Riforme.net - 22
marzo 2020 Lavoratori al macello al tempo del coronavirus, ma non perché lavorano Franco
Ragusa
Molto bene, dopo l'uscita della lista delle attività essenziali da tenere ancora in funzione, si è capito che la comunicazione straordinaria serale di Conte è stata solo una messa in scena. In tanti chiedevano-urlavano di chiudere tutto ciò che non era essenziale, lui ha raccolto l'invito, l'ha fatto, ma sostanzialmente è rimasto tutto come il giorno prima. Del resto, se solo si prova ad elencare ciò che potrebbe essere indispensabile per la tenuta del servizio ospedaliero, anche poltrone e sofà è un'attività essenziale. Insomma, ancora una volta si è persa l’occasione per mettere Conte, ma anche i vertici delle Regioni, di fronte alle proprie responsabilità. Dall'inizio delle misure restrittive, cosa si è veramente fatto per tutelare la salute dei lavoratori impegnati nelle attività ancora in funzione? Come ci si è organizzati per avere più sicurezza nei mezzi pubblici che i lavoratori utilizzano per recarsi al lavoro per il bene di tutti? Che senso ha imporre il distanziamento sociale e poi avere la mattina gli autobus affollati?
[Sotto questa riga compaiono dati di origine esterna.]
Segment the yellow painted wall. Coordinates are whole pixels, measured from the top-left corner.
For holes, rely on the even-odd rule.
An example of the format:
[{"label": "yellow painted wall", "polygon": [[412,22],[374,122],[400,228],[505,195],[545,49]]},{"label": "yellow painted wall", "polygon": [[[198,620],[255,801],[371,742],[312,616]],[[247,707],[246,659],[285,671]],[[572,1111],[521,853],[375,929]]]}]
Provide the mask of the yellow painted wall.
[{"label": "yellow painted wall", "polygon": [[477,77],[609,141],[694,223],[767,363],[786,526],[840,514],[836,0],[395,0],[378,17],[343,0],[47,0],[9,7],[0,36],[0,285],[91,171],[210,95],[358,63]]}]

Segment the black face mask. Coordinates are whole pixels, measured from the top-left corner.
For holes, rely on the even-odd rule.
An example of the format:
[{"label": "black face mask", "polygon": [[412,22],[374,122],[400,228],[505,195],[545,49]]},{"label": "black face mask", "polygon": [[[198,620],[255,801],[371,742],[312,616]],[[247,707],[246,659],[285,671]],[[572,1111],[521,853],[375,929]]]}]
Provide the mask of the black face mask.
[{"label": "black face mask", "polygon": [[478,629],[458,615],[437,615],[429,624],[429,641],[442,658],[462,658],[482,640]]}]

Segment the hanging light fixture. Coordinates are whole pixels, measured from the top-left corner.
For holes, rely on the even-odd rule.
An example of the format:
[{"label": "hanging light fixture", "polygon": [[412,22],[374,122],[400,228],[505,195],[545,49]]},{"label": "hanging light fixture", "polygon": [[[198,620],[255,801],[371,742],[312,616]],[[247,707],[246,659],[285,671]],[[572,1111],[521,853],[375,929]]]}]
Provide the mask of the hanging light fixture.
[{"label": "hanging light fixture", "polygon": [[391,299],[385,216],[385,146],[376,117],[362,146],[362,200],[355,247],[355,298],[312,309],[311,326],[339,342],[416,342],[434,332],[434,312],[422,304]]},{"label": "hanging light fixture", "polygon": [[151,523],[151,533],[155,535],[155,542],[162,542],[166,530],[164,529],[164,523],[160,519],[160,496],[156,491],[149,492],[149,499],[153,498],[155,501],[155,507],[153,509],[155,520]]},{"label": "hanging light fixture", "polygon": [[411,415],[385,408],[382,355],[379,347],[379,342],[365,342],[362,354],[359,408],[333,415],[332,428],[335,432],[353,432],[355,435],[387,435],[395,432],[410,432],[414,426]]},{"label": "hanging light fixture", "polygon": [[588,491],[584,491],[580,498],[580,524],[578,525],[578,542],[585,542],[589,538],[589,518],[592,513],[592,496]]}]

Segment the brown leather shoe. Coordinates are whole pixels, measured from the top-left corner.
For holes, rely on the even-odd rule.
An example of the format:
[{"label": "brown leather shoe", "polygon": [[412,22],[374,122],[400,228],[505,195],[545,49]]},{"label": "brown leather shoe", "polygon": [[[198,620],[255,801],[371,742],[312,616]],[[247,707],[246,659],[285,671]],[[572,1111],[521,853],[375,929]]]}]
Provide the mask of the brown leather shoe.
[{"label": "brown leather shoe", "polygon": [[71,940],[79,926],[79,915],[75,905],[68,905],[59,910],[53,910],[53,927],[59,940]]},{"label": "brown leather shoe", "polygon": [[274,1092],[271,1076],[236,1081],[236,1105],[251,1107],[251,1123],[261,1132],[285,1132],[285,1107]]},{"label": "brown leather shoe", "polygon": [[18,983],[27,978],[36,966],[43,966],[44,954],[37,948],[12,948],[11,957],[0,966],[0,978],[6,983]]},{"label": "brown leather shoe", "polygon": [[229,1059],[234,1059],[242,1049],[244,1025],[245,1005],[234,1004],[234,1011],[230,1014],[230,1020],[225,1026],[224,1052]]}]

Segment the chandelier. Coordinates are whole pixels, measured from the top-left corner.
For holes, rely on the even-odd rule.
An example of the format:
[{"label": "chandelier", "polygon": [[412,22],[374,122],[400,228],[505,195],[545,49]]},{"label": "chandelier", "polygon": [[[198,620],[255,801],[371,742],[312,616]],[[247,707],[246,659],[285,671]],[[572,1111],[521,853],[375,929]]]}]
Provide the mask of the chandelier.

Quali risorse andavano e vanno messe in campo per verificare che i posti di lavoro non siano luoghi insicuri per i lavoratori e per la facile diffusione del virus? Per riassumere tutto in una sola domanda: quanto sarebbe stato meglio approfondire quest'ultimo tema, con tanto di numeri, uomini e mezzi da domani dispiegati sul territorio per vigilare e far rispettare le misure restrittive anche nei luoghi di lavoro, anziché tutti in coro a chiedere di chiudere ciò che è già chiuso sin dai primi provvedimenti? Ma per questa domanda che nessuno ha posto-urlato, nulla di più normale che non sia arrivata alcuna risposta. O meglio, normale non è normale. Ma in un Paese dove gli spot elettorali contano più dei contenuti, arrivederci al prossimo sondaggio e tifosi da accontentare.